My mother used to say "every generation seems to think that they were the first to have sex"...which she might have a point about, as it seems the more things change, the more they stay the same...well, except for more daring displays of sex as these generations go on. The Romans had their orgies, the Victorian times had their "gadgets" (oh, don't let them fool you...they did have sex back then, contrary to what Queen Victoria's history would have you believe), the 20's had Flappers, the 50's had Monroe, the 60's had the pill, Masters and Johnson (I think there's a couple puns there somewhere) and Woodstock, the 80's had big hair, and we have the Internet.

And splattered all over the Internet now are 237 reasons why people have sex and according to this article people are coming up with even more they left out, and AOL's main page the other day had a survey asking what was our worst reason we've rationalized to "get any"...then to top it off they gave us their choices to vote on.

Now there's no denying that sex sells...we've been using sex to sell everything...literally from head to toe. From Herbal Essence Shampoo's apparent orgasmic properties (yes, yes, YES!) to 60's Noxzema shaving cream commercials with a sexy blonde Swede compelling men to "take it off, take it all off" to Joe Namath having Farrah Fawcett slather lather on his face whilst crooning "Let Noxzema cream your face...so the razor won't" (then afterwards telling her "you've got a great pair of hands"), to Joe Namath, yet again, in Beautymist pantyhose. You know, it seems old 'Broadway Joe' scored more passes off the field than on if these 1970's commercials of his were any indication of his sex life.

And then there was that "All my men wear English Leather or they wear nothing at all" men's cologne commercial when I was young. Come to think of it, when I was a kid there were a lot of sexy ads on television...but then again we had to, we didn't have the Internet to get our info. If you were a kid and wanted to look at naughty photos, you did what everyone else did: got out the Sears catalogue and turned to the underwear section.

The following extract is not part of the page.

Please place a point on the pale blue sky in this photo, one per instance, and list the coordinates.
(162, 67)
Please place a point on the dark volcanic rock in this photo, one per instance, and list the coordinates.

Ah, yes, the bygone days of my youth...and most people look back on theirs with genuine fondness. How many times do you think back of how things were so great when you were a kid? Or the stories your parents told you when they were young...or your grandparents lingering on tales of what they did when they were children. Well, I've come to the conclusion that while every generation needs to have sex to get to the next generation, life was indeed better without sex. This is also why people want to live vicariously through their own kids when they have them...oh think about it...those glory days of youth. Where would innocent Ralphie, of "A Christmas Story" fame, be if he wasn't mesmerized by that "soft glow of electric sex gleaming in the window"? If he truly KNEW about sex, that leg lamp just wouldn't have had the same intrigue...face it.

So, while a lot of us are indeed curious and read online articles about who does "it" and where and what they say to get "it" and wonder why they do "it"...stop complaining about not getting enough of "it" and just remember how uncomplicated and fun life was before you did. Then go and tell your kid a "When I was your age we didn't have...." story and be sure to smirk a lot...they'll really wonder what you are up to. And only you'll know "not much".